Tenderia a dizer que não é tanto um tema de sim ou não, mas antes um tema sobre o tipo de recessão que vamos ter. Profunda e longa? Suave e curta?
Os fatores de incerteza são tantos que, neste particular, qualquer palpite não é melhor que lançar uma moeda ao ar.
Quero acreditar que apesar de tudo a probabilidade de suave e curta é um pouco maior que profunda e longa.
Não vos garanto, contudo, que a minha distribuição de probabilidades não seja mais que esse eterno (e muito humano) viés de tomarmos desejos por realidades.

Mercados Financeiros

Os mercados financeiros levaram pancada à séria em 2022. Os índices bolsistas globais recuaram cerca de 20%. Alguns tipos de ativos mais especulativos recuaram muito mais. Os títulos de dívida, pública e privada, também perderam valor devido à subida das taxas de juro.

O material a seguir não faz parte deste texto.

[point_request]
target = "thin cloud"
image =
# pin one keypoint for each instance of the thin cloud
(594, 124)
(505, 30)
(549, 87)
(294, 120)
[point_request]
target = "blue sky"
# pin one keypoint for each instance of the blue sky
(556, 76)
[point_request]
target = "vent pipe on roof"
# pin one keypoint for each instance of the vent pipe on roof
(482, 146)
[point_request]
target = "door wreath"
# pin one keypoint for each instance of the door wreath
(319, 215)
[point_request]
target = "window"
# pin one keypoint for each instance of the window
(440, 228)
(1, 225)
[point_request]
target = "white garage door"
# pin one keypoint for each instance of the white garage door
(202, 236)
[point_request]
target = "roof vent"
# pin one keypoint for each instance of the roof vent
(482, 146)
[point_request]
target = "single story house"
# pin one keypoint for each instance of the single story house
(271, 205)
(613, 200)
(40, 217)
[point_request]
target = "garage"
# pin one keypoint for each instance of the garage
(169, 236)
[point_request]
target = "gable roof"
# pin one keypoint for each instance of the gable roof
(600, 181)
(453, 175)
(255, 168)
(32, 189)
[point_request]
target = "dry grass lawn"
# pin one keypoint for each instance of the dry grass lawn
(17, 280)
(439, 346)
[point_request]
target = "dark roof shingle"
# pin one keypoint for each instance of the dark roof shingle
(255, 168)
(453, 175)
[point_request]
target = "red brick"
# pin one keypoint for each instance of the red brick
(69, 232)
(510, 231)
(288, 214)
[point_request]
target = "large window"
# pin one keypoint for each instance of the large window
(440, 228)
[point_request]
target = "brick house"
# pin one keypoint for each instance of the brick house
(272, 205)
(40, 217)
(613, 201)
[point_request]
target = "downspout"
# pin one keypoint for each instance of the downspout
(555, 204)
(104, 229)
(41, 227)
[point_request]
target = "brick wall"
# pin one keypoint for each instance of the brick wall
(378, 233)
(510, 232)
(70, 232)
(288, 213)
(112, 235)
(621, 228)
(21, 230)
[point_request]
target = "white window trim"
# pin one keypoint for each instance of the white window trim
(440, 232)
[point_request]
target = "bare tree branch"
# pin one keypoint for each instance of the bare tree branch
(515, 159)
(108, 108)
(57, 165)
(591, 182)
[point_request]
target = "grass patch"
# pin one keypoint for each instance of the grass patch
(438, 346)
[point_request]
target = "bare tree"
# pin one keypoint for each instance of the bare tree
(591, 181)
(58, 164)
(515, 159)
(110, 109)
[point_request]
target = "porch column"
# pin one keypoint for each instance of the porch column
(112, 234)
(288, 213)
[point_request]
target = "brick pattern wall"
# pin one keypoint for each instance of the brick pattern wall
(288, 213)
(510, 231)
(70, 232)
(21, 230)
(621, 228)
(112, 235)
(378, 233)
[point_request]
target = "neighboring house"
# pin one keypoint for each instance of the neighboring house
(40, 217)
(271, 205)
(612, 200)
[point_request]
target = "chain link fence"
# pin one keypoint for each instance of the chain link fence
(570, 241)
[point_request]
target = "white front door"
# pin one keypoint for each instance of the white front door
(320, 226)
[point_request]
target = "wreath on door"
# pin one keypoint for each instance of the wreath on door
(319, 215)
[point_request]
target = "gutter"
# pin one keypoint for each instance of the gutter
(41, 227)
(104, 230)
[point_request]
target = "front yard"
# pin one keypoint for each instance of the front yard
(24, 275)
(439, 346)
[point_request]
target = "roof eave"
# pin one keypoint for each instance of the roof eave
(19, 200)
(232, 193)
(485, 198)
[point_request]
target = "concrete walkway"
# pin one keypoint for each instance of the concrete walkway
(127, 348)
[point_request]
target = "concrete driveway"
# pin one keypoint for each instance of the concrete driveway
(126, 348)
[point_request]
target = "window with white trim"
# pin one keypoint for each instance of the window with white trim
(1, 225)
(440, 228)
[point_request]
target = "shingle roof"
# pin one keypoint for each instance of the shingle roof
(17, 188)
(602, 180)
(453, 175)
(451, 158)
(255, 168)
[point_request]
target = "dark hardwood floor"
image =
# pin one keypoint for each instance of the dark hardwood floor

A sangria vai continuar em 2023?
Provavelmente, sim!
Convém lembrar que o que provocou a subida irracional do valor dos ativos, em particular, dos ativos financeiros, foi, em larga medida, a colossal injeção de liquidez feita pelos bancos centrais na sequência da crise de 2008/2009 e, depois, por causa da pandemia.
Essa bolha está muito longe de estar desfeita. O que não sabemos é se os bancos centrais vão ter capacidade (escolhas politicamente aceitáveis, melhor dito) para continuar a esvaziar o balão.
Entalados entre uma inflação que resiste ao controlo e a perspetiva de uma recessão que pode ser dura, qual vai ser a função de reação dos bancos centrais? Continuar a apertar? Amaciar as políticas? Não sabemos!
Não é impossível que, no final de 2023, se o consenso apontar para o alívio das taxas de juro, os mercados financeiros possam renascer qual fénix renovada.
Não daria por garantido!
Para terminar não é uma previsão, é um desejo muito sentido – UM BOM ANO de 2023.